Menurut Ketut Sumedana, kesebelas kasus narkoba di Sumbar tersebut diselesaikan melalui restorative justice karena para tersangka tidak terlibat jaringan peredaran gelap narkotika. Mereka dinyatakan hanya pengguna terakhir (end user). Kemudian para tersangka tertangkap tanpa barang bukti narkotika atau dengan barang bukti yang tidak melebihi jumlah pemakaian 1 hari.

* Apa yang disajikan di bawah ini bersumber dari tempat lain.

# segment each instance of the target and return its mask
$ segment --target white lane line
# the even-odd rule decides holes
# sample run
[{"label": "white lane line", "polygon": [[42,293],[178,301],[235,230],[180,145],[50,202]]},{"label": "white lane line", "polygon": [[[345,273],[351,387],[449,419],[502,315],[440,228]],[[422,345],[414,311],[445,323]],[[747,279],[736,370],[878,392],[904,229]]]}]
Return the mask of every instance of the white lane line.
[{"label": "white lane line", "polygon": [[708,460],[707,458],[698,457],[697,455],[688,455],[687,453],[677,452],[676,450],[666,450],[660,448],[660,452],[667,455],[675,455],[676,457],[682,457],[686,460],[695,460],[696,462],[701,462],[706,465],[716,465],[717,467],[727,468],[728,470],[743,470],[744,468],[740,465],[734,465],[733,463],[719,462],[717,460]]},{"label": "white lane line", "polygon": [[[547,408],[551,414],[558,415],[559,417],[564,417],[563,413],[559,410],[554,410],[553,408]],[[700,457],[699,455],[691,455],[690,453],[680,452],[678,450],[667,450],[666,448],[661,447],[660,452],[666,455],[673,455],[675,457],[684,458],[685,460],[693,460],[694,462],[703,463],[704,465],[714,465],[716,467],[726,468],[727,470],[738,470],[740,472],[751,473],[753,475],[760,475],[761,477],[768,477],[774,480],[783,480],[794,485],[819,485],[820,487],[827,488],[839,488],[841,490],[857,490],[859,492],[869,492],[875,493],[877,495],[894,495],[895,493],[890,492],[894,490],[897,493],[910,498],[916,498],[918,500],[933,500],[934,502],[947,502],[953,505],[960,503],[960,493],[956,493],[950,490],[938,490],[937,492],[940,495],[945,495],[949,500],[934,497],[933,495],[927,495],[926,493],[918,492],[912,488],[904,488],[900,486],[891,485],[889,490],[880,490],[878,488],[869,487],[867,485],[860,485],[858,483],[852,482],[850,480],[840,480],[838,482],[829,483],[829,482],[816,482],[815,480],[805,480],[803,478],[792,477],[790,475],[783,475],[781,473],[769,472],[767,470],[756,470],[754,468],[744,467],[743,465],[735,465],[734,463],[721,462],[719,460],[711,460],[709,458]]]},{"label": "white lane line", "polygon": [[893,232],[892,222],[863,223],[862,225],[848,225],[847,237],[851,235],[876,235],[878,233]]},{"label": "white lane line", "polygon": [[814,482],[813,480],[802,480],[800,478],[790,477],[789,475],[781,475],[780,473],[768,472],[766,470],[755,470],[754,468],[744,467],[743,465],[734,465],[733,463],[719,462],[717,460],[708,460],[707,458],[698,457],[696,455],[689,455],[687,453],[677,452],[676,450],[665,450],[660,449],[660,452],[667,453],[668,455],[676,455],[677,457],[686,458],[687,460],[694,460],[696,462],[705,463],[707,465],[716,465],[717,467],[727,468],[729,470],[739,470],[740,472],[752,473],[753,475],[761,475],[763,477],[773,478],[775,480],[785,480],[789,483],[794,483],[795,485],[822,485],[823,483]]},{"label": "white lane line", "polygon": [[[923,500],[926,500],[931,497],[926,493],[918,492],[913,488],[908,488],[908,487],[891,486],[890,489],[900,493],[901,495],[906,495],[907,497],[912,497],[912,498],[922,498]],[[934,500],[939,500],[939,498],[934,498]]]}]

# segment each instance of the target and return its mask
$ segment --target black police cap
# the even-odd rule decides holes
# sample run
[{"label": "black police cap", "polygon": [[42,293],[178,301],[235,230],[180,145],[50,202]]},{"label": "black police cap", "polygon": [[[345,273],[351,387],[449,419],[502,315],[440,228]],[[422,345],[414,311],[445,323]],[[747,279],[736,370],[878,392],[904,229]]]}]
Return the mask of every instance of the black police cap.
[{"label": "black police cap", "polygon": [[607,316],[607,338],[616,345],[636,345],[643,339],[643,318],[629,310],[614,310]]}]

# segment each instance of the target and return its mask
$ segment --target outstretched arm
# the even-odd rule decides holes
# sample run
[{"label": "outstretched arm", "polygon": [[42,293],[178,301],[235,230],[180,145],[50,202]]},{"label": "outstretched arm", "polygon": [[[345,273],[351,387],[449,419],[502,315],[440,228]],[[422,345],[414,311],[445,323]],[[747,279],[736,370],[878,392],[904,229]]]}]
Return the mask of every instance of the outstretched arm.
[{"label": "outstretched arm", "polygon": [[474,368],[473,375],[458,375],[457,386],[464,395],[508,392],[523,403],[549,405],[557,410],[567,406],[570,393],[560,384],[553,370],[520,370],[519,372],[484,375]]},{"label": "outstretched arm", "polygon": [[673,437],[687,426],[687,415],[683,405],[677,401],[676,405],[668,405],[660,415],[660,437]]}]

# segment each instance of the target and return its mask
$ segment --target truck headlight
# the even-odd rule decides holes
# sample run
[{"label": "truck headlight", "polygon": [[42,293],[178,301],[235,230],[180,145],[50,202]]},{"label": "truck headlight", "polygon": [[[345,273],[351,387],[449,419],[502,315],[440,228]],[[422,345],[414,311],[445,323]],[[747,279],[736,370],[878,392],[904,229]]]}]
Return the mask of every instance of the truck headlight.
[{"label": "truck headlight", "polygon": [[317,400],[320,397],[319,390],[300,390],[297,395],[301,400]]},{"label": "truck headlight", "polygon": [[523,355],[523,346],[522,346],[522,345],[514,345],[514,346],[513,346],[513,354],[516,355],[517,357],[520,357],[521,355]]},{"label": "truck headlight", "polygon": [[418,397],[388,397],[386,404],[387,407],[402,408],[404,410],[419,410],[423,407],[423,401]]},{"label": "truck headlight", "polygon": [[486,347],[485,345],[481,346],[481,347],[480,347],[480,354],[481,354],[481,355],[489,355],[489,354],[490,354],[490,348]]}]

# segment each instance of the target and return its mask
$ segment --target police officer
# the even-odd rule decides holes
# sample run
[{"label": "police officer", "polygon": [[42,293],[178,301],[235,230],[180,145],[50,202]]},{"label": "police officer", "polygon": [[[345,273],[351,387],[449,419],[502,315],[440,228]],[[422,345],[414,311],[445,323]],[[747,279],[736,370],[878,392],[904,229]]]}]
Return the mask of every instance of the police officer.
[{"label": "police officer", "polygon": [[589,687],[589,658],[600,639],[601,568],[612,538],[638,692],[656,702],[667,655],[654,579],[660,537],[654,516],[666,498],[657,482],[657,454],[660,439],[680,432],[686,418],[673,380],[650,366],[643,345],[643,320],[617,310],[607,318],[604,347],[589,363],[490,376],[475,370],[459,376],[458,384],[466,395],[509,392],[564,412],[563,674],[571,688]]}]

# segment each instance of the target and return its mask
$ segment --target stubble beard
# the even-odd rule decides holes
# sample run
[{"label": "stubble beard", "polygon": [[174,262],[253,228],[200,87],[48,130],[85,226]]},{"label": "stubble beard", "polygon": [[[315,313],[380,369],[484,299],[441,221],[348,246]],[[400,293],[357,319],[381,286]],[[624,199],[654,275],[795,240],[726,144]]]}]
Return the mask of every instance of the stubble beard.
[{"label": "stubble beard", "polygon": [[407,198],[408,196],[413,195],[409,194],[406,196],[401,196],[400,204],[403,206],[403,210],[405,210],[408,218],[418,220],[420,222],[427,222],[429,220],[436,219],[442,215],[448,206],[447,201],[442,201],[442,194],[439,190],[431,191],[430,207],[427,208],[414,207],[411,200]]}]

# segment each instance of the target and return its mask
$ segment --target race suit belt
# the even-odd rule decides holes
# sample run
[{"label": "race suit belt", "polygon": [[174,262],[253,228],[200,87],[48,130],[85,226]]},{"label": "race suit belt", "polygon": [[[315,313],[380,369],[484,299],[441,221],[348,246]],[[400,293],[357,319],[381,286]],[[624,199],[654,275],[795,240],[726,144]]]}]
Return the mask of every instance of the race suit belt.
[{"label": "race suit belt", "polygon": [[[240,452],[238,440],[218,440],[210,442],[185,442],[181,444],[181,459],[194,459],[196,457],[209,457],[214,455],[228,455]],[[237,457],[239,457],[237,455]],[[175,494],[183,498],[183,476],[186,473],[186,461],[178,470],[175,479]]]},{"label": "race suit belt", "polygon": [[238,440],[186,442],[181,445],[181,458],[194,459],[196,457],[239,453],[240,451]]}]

Selain itu, para tersangka dikualifikasikan sebagai pecandu narkotika, korban penyalahgunaan narkotika, atau penyalah guna narkotika. Kemudian para tersangka belum pernah menjalani rehabilitasi atau telah menjalani rehabilitasi tidak lebih dari dua kali. Hal itu didukung surat keterangan yang dikeluarkan pejabat atau lembaga yang berwenang;
“Para tersangka juga memiliki surat jaminan menjalani rehabilitasi melalui proses hukum dari keluarga atau walinya. Para tersangka wajib menjalani rehabilitasi karena berdasarkan hasil pemeriksaan laboratorium forensik, mereka positif menggunakan narkotika,”katanya.

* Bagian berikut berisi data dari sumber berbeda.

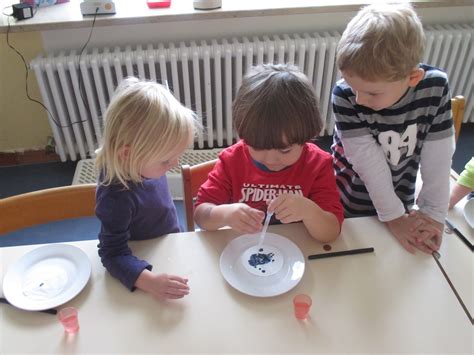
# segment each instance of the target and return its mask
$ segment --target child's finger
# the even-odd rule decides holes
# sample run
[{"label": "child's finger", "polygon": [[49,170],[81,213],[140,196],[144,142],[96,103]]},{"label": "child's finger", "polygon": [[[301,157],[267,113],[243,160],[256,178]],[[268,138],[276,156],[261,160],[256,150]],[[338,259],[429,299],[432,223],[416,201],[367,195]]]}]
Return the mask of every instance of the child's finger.
[{"label": "child's finger", "polygon": [[188,279],[186,279],[184,277],[181,277],[181,276],[170,275],[169,279],[172,280],[172,281],[181,282],[182,284],[187,284],[188,283]]},{"label": "child's finger", "polygon": [[432,241],[435,245],[435,250],[438,251],[439,248],[441,247],[441,241],[443,240],[443,235],[435,235],[433,238],[432,238]]},{"label": "child's finger", "polygon": [[434,242],[433,239],[425,240],[425,242],[422,245],[425,245],[426,247],[428,247],[430,249],[430,251],[432,251],[432,252],[438,249],[436,247],[436,243]]},{"label": "child's finger", "polygon": [[410,232],[414,232],[416,229],[422,228],[425,225],[425,221],[421,218],[415,219],[410,227]]},{"label": "child's finger", "polygon": [[431,254],[433,251],[438,250],[436,246],[435,237],[429,232],[420,233],[420,238],[417,239],[416,245],[419,250]]},{"label": "child's finger", "polygon": [[238,230],[239,232],[247,233],[247,234],[252,234],[252,233],[257,233],[262,229],[262,224],[261,223],[255,223],[255,221],[252,221],[250,219],[243,219],[241,221],[237,221],[232,228]]},{"label": "child's finger", "polygon": [[426,226],[425,228],[419,229],[416,240],[418,242],[424,243],[425,241],[433,238],[440,238],[441,234],[436,228],[433,228],[432,226]]},{"label": "child's finger", "polygon": [[432,250],[429,246],[427,246],[426,244],[424,243],[421,243],[419,245],[416,245],[416,248],[420,251],[422,251],[423,253],[426,253],[426,254],[432,254],[434,250]]},{"label": "child's finger", "polygon": [[168,298],[168,299],[172,299],[172,300],[177,300],[177,299],[183,298],[184,296],[186,296],[186,295],[174,295],[174,294],[168,293],[168,292],[165,292],[165,294],[163,295],[163,297]]},{"label": "child's finger", "polygon": [[240,213],[240,218],[251,218],[255,221],[255,223],[261,223],[261,221],[265,218],[265,212],[260,211],[256,208],[249,207],[247,205],[242,206]]},{"label": "child's finger", "polygon": [[268,205],[268,210],[270,212],[276,212],[278,208],[285,202],[287,194],[281,194],[277,198],[273,199],[272,202]]},{"label": "child's finger", "polygon": [[262,228],[262,221],[263,219],[257,219],[252,215],[247,215],[241,219],[240,224],[243,226],[243,228],[254,231],[260,230]]},{"label": "child's finger", "polygon": [[255,220],[255,223],[261,224],[265,219],[265,212],[252,208],[250,210],[250,216]]},{"label": "child's finger", "polygon": [[423,240],[423,231],[419,229],[410,230],[410,237],[415,241],[419,242]]},{"label": "child's finger", "polygon": [[[181,285],[181,284],[178,284]],[[187,295],[189,293],[189,288],[176,287],[176,285],[170,285],[166,288],[166,291],[173,295]]]},{"label": "child's finger", "polygon": [[400,244],[402,245],[403,248],[410,254],[416,254],[415,248],[412,246],[410,242],[408,242],[407,239],[399,239]]},{"label": "child's finger", "polygon": [[283,223],[293,222],[290,220],[291,212],[288,209],[284,209],[277,213],[276,217]]},{"label": "child's finger", "polygon": [[179,290],[183,292],[189,292],[189,286],[185,283],[181,283],[178,281],[169,281],[166,285],[167,289]]}]

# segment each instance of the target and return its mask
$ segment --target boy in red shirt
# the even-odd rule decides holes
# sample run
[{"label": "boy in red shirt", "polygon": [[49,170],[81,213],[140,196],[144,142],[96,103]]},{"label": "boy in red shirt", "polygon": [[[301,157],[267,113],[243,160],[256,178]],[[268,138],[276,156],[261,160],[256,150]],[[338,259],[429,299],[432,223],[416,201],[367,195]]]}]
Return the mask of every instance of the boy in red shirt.
[{"label": "boy in red shirt", "polygon": [[314,239],[335,240],[343,210],[331,155],[310,142],[322,121],[306,76],[290,65],[254,68],[232,114],[241,140],[220,153],[201,186],[196,223],[256,233],[274,212],[271,223],[303,222]]}]

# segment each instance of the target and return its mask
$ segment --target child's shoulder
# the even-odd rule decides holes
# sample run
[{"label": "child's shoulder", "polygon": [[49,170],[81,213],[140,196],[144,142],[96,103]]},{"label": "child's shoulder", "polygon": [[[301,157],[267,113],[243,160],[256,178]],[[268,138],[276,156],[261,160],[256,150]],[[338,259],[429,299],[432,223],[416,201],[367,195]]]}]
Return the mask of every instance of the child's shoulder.
[{"label": "child's shoulder", "polygon": [[448,81],[448,74],[446,74],[446,72],[440,68],[428,64],[420,64],[420,68],[425,71],[425,75],[422,79],[422,82],[426,80],[438,80],[443,82]]},{"label": "child's shoulder", "polygon": [[331,163],[332,155],[318,147],[317,143],[306,143],[307,161],[319,161],[320,163]]},{"label": "child's shoulder", "polygon": [[237,143],[232,144],[230,147],[225,148],[219,153],[219,158],[222,160],[228,159],[242,159],[245,156],[246,144],[243,140],[239,140]]},{"label": "child's shoulder", "polygon": [[339,97],[349,97],[354,95],[352,88],[344,79],[339,79],[336,81],[336,84],[334,84],[332,89],[332,94]]},{"label": "child's shoulder", "polygon": [[107,199],[123,202],[124,200],[128,200],[132,194],[133,191],[130,189],[130,186],[126,188],[119,183],[111,183],[108,185],[99,183],[97,185],[96,199],[97,201]]}]

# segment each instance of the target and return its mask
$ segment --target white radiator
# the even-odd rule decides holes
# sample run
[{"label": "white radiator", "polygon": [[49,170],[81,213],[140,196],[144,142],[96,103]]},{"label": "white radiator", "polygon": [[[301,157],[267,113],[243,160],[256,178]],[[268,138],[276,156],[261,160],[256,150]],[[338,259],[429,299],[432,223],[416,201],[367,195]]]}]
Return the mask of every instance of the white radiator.
[{"label": "white radiator", "polygon": [[[448,72],[453,94],[467,98],[465,121],[471,122],[473,30],[472,24],[427,27],[423,59]],[[102,137],[102,114],[117,83],[131,75],[167,81],[176,98],[197,112],[205,128],[194,150],[215,151],[235,142],[232,100],[247,69],[261,63],[291,62],[302,69],[320,98],[324,134],[332,134],[330,94],[338,79],[334,60],[339,38],[337,32],[324,32],[94,48],[83,53],[80,63],[79,53],[71,51],[40,55],[31,67],[43,103],[62,126],[58,128],[49,117],[62,161],[94,157]],[[79,92],[79,75],[86,105]]]}]

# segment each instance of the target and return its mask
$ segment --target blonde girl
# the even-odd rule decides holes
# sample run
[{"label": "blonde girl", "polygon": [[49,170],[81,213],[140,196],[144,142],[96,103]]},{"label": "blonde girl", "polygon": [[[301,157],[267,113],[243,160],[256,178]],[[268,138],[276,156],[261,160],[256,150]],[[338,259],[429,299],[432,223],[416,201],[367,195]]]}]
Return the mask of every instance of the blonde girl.
[{"label": "blonde girl", "polygon": [[165,173],[192,143],[195,115],[162,85],[128,78],[118,86],[104,122],[96,159],[102,264],[131,291],[182,298],[189,293],[188,280],[152,272],[128,241],[180,231]]}]

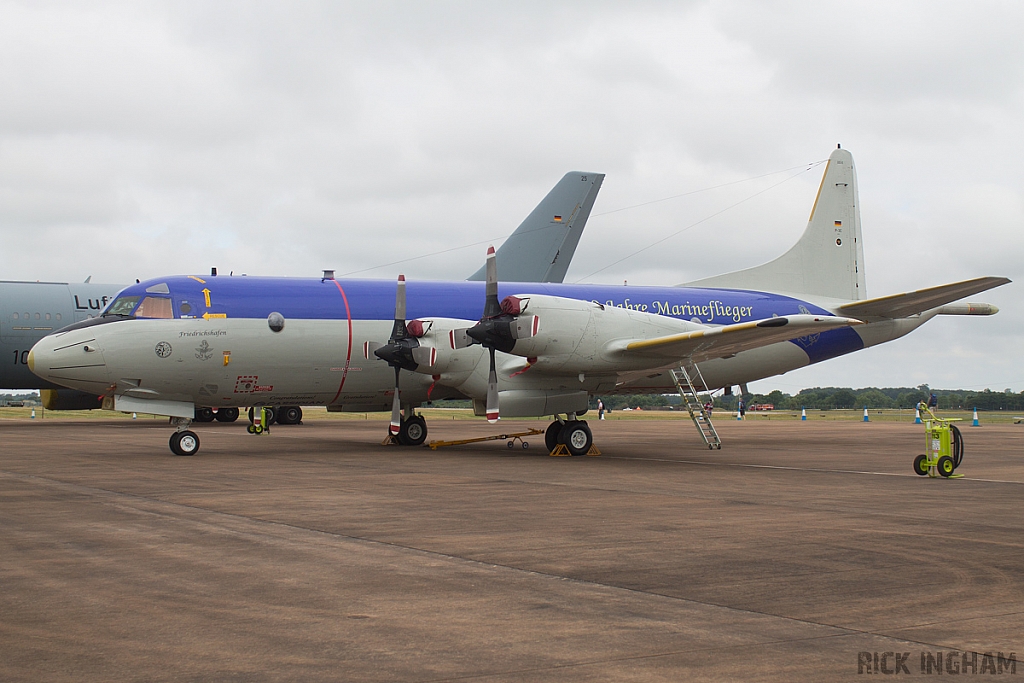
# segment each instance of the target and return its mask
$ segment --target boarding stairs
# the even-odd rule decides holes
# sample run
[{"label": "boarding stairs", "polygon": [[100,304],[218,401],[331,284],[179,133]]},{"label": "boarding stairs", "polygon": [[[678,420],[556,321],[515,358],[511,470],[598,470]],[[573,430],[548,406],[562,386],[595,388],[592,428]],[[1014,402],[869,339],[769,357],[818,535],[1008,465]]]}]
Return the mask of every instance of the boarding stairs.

Menurut Ketut Sumedana, JAM-Pidum Kejagung, Fadil Zumhana juga menyetujui penyelesaian 26 perkara pidana melalui restorative justice. Perkara yang diselesaikan secara damai tersebut, yakni kasus penganiayaan 12 kasus. Restorative justice mengenai kasus penganiayaan tersebut diajukan Kejari dari berbagai daerah di Indonesia.
Dikatakan, kemudian perkara lain yang diselesaikan melalui restorative justice tersebut, yakni kasus kekerasan dalam rumah tangga sebanyak lima kasus, tiga kasus di Sumbar. Selain itu kasus pencurian dan penadahan (enam kasus), penipuan (dua kasus) dan pengancaman(satu kasus).

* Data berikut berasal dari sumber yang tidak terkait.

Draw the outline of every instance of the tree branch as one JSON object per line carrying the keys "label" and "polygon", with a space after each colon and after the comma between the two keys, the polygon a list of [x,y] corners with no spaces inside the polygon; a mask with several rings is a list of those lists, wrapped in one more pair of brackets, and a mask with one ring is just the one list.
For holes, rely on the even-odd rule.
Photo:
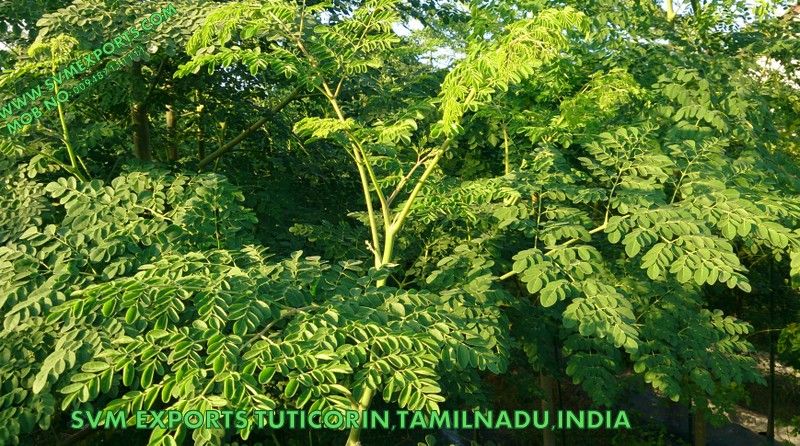
{"label": "tree branch", "polygon": [[303,88],[302,86],[298,86],[297,88],[295,88],[291,93],[289,93],[288,96],[283,98],[283,100],[281,100],[281,102],[279,102],[278,104],[276,104],[275,106],[270,108],[269,111],[267,112],[266,116],[263,116],[258,121],[254,122],[253,125],[251,125],[250,127],[247,128],[247,130],[244,130],[242,133],[239,133],[238,136],[236,136],[235,138],[230,140],[228,143],[226,143],[225,145],[223,145],[219,149],[215,150],[214,152],[212,152],[207,157],[205,157],[202,160],[200,160],[200,162],[197,163],[197,167],[202,169],[203,167],[207,166],[209,163],[211,163],[215,159],[217,159],[220,156],[222,156],[225,152],[227,152],[227,151],[233,149],[234,147],[236,147],[236,145],[239,144],[240,142],[242,142],[243,139],[247,138],[251,133],[255,132],[256,130],[261,128],[264,124],[269,122],[273,118],[274,114],[276,114],[279,111],[281,111],[284,107],[289,105],[290,102],[292,102],[294,99],[296,99],[297,96],[300,95],[300,91],[302,91],[302,88]]}
{"label": "tree branch", "polygon": [[408,182],[408,180],[411,179],[411,175],[413,175],[414,172],[417,170],[417,168],[419,166],[423,165],[425,163],[425,161],[428,160],[429,157],[430,157],[430,153],[428,153],[427,155],[425,155],[425,156],[423,156],[421,158],[417,157],[417,162],[414,163],[413,166],[411,166],[411,170],[409,170],[408,173],[400,180],[400,182],[397,183],[397,186],[395,187],[394,191],[392,192],[391,195],[389,195],[389,199],[386,200],[386,203],[388,205],[391,206],[391,204],[394,201],[395,197],[397,197],[397,194],[399,194],[400,192],[403,191],[403,187],[405,187],[405,185]]}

“Kasus – kasus pidana tersebut terjadi di berbagai kabupaten/kota di berbagai provinsi di Indonesia. Restorative justice mengenai berbagai kasus yang tergolong ringan tersebut diajukan beberapa kejari ke Kejaksaan Agung beberapa waktu lalu,”katanya.
Ketut Sumedana menjelaskan, JAM-Pidum Kejagung menyetujui restorative justice untuk 26 kasus pidana ringan tersebut karena para tersangka dengan korban sudah melakukan perdamaian. Kemudian para tersangka belum pernah dihukum, baru pertama kali melakukan perbuatan pidana, ancaman pidana denda atau penjara tidak lebih dari lima tahun dan para tersangka berjanji tidak akan lagi mengulangi perbuatannya.
“Perdamaian yang dilakukan tersangka dengan para korban secara sukarela melalui musyawarah untuk mufakat, tanpa tekanan, paksaan dan intimidasi. Para tersangka dan korban setuju tidak melanjutkan permasalahan ke persidangan karena tidak akan membawa manfaat yang lebih besar. Kemudian ada pertimbangan sosiologis dan warga masyarakat merespon positif perdamaian tersebut,”katanya.
Dikatakan, setelah adanya persetujuan restorative justice tersebut, JAM-Pidum Kejagung, Fadil Zumhana memerintahkan para Kejari dan Kepala Cabang Kejari yang mengajukan restorative justice tersebut segera menerbitkan Surat Ketetapan (SK) Penghentian Penuntutan (SKP2) Berdasarkan Keadilan Restoratif sesuai Peraturan Kejaksaan Republik Indonesia Nomor 15 Tahun 2020 dan Surat Edaran JAM-Pidum Nomor: 01/E/EJP/02/2022 tanggal 10 Februari 2022 tentang Pelaksanaan Penghentian Penuntutan Berdasarkan Keadilan Restoratif. Penerbitan SKP2 tersebut sebagai perwujudan kepastian hukum. (Matra/AdeSM/PuspenkumKejagung).